8.10 Sewage Treatment
Primary Treatment
• Physical process: screens and settling tanks remove large solids (grit, debris, sludge).
Secondary Treatment
• Biological process: bacteria break down organic matter (BOD – biological oxygen demand).
• Aeration tanks and clarifiers reduce waste concentration.
Tertiary Treatment
• Advanced treatment: removes nutrients (nitrates, phosphates), heavy metals, or pathogens.
• May involve filtration, chemicals, UV, or chlorination.
Disinfection
• Chlorine, ozone, or UV used before discharge to kill remaining pathogens.
Sludge Disposal
• Treated and disposed via incineration, land application, or landfills.
8.11 Lethal Dose (LD50)
Definition
• LD₅₀ is the dose at which 50% of a test population dies from exposure to a substance.
Use
• Used to measure toxicity of chemicals in lab animals.
• Lower LD₅₀ = more toxic.
8.12 Dose Response Curves
Dose-Response Relationship
• Plots the effect of a toxin against its dose.
• Threshold: the minimum dose at which effects appear.
• Helps set exposure limits and determine relative safety.
8.13 Pathogens and Infectious Diseases
Sources
• Waterborne pathogens from untreated sewage and animal waste.
• Diseases include cholera, dysentery, hepatitis A, Giardia, and typhoid.
Global Impacts
• More prevalent in developing countries with poor sanitation.

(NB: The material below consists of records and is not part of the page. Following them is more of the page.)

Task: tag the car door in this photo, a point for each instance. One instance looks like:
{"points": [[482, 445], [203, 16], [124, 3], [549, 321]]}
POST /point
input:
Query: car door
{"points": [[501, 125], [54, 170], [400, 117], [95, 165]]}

• Contribute to millions of deaths annually, especially in children.
Solutions
• Improve wastewater treatment, sanitation, and water filtration.
• Promote hygiene, vaccination, and safe water access.
In a Nutshell
Pollution affects both aquatic and terrestrial ecosystems through diverse pathways—nutrient loading, toxic chemicals, thermal changes, solid waste, and biological contamination. Eutrophication, endocrine disruption, and disease spread highlight the complexity of human impacts. Solutions include better waste treatment, reduced emissions, sustainable land use, and education. Managing pollution holistically is key to protecting environmental and public health.